Wet weather and industrial roofs in Lancaster
The North West gets some of the highest rainfall in England. The industrial units around Lancaster live with the consequences. Estates off the M6 and around the edge of the city have a mix of profiled metal roofs, all of varying ages. Persistent wet weather shows up their weaknesses sooner than a drier county would: weeping laps, corroding cut edges, blocked and rusting gutters, and fixings that have worked loose through years of thermal movement. Industrial roof coatings exist for exactly this kind of building stock: ageing metal that’s structurally sound but no longer reliably watertight.
The condition problems we find most often
Three faults account for most of the leaks reported on units of this age. Cut-edge corrosion, where the unprotected ends of each sheet rust back from the overlaps, is the most common and the most consequential. It thins the metal itself. Fastener failure comes second: washers perish, screws back out and each one becomes a small water entry point. Third are gutters and rooflights. They usually deteriorate faster than the sheets around them. A proper coating project addresses all three in one programme: edge treatment, fixing replacement or sealing, gutter linings where justified, then the full coating system over the prepared roof.
Around Lancaster we coat and paint profiled metal roofs on working factories, planned so production carries on underneath.

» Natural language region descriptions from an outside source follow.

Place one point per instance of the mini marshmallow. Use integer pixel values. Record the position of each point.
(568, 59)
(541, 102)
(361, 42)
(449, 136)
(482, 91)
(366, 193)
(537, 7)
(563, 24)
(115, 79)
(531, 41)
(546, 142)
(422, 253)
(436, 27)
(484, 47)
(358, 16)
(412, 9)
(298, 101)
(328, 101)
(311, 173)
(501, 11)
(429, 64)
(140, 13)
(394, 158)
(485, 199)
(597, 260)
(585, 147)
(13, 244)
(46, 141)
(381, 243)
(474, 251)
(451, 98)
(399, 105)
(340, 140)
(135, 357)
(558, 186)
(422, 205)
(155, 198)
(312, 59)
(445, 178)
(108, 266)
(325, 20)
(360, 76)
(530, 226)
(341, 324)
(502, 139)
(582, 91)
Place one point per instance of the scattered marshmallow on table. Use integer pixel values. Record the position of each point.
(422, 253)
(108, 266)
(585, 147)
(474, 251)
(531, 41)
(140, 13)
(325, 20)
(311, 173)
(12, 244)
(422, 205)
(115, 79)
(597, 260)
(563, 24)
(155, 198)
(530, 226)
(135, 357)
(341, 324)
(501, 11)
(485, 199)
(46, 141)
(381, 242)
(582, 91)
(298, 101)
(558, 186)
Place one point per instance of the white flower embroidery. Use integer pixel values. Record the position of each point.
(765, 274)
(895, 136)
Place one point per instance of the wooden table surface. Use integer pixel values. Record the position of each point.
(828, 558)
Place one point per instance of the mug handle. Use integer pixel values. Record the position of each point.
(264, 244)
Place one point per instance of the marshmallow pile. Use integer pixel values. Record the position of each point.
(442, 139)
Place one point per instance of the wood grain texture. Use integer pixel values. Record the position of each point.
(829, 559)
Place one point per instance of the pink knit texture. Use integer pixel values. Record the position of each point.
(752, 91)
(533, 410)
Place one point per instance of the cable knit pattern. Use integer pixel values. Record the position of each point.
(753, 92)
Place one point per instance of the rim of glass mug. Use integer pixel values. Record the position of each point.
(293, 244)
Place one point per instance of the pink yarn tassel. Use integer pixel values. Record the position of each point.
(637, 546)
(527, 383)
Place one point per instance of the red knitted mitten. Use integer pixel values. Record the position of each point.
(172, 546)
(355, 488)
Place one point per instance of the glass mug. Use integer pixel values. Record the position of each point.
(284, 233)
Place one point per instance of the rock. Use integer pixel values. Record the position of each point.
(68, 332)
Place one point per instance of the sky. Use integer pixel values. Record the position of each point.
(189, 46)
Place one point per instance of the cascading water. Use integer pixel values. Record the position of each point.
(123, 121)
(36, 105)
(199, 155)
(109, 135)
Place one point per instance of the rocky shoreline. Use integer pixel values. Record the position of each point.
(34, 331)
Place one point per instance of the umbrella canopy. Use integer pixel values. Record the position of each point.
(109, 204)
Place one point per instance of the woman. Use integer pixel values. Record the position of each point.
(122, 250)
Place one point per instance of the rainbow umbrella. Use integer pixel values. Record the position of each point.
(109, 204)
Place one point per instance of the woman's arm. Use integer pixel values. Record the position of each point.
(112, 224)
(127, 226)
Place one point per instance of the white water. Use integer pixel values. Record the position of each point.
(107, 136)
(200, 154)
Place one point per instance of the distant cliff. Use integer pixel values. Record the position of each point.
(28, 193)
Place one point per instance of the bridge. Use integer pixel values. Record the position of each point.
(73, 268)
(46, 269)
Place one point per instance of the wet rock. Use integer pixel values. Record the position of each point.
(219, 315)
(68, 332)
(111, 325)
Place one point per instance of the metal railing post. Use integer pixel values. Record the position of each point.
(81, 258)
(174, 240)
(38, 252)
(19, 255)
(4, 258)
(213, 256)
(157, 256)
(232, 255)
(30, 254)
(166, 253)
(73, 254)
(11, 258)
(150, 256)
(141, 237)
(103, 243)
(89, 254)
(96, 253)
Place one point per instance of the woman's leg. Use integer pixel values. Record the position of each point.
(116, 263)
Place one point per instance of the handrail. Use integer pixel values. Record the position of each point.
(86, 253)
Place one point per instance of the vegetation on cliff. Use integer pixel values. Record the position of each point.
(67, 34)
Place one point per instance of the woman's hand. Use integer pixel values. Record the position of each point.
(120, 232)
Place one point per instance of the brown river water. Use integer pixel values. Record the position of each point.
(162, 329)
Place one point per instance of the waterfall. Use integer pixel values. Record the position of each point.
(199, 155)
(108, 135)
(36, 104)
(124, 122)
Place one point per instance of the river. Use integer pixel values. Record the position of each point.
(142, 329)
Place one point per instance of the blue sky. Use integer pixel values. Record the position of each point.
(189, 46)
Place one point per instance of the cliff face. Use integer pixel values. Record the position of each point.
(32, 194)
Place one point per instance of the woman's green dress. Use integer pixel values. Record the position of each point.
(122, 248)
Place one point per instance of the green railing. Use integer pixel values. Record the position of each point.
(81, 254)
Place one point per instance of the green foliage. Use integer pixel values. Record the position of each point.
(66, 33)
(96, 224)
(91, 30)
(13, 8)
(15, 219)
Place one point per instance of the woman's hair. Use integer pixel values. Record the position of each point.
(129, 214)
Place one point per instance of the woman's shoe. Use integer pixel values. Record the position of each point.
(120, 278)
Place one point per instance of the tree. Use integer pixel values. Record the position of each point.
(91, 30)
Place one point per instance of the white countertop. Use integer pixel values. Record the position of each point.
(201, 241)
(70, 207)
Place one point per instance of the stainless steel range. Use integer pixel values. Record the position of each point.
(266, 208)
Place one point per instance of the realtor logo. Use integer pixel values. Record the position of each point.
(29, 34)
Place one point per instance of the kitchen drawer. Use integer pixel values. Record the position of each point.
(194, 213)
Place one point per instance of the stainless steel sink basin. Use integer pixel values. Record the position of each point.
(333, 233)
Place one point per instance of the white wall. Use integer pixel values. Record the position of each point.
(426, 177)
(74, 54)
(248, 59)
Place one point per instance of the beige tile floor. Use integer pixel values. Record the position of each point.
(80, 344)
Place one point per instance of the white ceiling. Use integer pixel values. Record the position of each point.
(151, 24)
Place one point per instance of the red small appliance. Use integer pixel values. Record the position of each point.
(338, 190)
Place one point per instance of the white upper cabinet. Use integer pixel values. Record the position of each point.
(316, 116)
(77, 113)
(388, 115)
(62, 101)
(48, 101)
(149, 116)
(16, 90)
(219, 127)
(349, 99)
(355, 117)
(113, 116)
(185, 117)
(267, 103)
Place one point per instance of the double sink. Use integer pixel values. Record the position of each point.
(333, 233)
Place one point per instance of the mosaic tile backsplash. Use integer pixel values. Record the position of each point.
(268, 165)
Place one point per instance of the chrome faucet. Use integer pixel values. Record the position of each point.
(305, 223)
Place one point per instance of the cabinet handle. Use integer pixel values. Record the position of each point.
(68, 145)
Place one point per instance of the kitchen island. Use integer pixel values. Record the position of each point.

How the work runs on an occupied unit
Lancaster’s industrial buildings are mostly working buildings. The practical advantage of coating over replacement is that the work happens above your operation, not instead of it. We never open up the roof, so a wet afternoon blowing in off Morecambe Bay won’t become an internal flood. We plan access with site management, keep exclusion zones tight, and schedule noisy preparation work around anything sensitive below. On multi-let estates, the same planning applies tenant by tenant. One occupier’s works don’t become everyone’s problem.
When we will tell you not to coat
Coating has limits and we are straightforward about them. If a survey finds perforated sheets across large areas, corrosion that has reached the purlins, saturated insulation under a built-up roof, or fibre cement too far degraded to prepare and coat effectively, we will recommend against coating. We’ll put that in writing. Spending maintenance budget on a roof that needs a capital decision helps nobody. Pretending otherwise just moves the problem to next winter, which in this part of the country arrives early and stays late.

Arranging a survey in the Lancaster area
We are South-East based and work across the UK on a survey-led basis. Everything starts with getting eyes on the roof rather than guessing from the ground. A typical survey records:
- The spread of cut-edge corrosion at laps and sheet ends
- Fixing condition across a representative sample of the roof area
- Gutter, outlet and rooflight condition
- Adhesion of the existing finish, to confirm a coating will bond
- Any internal evidence of long-term water entry
The output is a condition report and, where coating is appropriate, a scoped specification with a programme that respects how your site runs. Where it is not appropriate, the report says so plainly. For facilities teams around Lancaster trying to decide between another year of patch repairs and something more lasting, that clarity is usually worth the visit on its own.